JavaScript needs a callable value, and the practical Java-side model is a functional interface. That callable can be a lambda, a method reference, or an implementation of a functional interface. Common choices include:

  • Runnable for no arguments and no return value
  • Consumer<T> for one argument and no return value
  • Function<T, R> for one argument and a return value
  • BiFunction<T, U, R> for two arguments and a return value

For example, these are all reasonable callable values to export:

@JS(args = {"handler"}, value = "globalThis.pricingService = handler;")
private static native void export(Function<JSObject, JSObject> handler);

static JSObject handleRequest(JSObject request) {
    JSObject response = JSObject.create();
    response.set("ok", JSBoolean.of(true));
    return response;
}

static final class PricingHandler implements Function<JSObject, JSObject> {
    @Override
    public JSObject apply(JSObject request) {
        return handleRequest(request);
    }
}

export(request -> handleRequest(request));
export(Example::handleRequest);
export(new PricingHandler());

For structured request/response exchange, Function<JSObject, JSObject> is often the most convenient shape: JavaScript passes a plain object, Java reads it with typed get(...) calls, and returns a fresh JSObject.

Error Handling

When JavaScript throws a non-Java exception value, it may be surfaced as ThrownFromJavaScript.
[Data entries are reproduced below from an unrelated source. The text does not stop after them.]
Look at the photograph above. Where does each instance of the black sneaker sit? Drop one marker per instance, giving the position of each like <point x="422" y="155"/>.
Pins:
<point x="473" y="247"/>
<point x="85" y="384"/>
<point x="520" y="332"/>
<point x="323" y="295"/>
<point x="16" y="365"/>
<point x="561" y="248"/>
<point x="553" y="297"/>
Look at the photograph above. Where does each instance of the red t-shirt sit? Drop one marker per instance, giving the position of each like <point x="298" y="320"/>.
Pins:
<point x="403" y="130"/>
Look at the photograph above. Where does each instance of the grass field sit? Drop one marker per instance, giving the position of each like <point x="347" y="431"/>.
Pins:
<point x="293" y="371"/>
That gives Java code access to the thrown object:

try {
...
} catch (ThrownFromJavaScript ex) {
    Object thrown = ex.getThrownObject();
}

This is useful for APIs called directly from browser JavaScript. A returned error object is often easier to inspect in the console or UI than a Java-side exception crossing the boundary.

Summary

For the current state of the Web Image API, prefer the following style:

  • use @JS for small JavaScript glue snippets
  • add @JS.Coerce when you want a Java-friendly signature
  • use JSObject for all structured objects exchange
  • use get(...) and set(...) instead of JSObject subclasses
  • use helper methods that construct JavaScript class instances explicitly with new

Until @JS.Import, @JS.Export, and typed JSObject subclass support are fully implemented, the safest approach is to treat JavaScript objects as JSObject values and manipulate them through get(...), set(...), and small helper methods.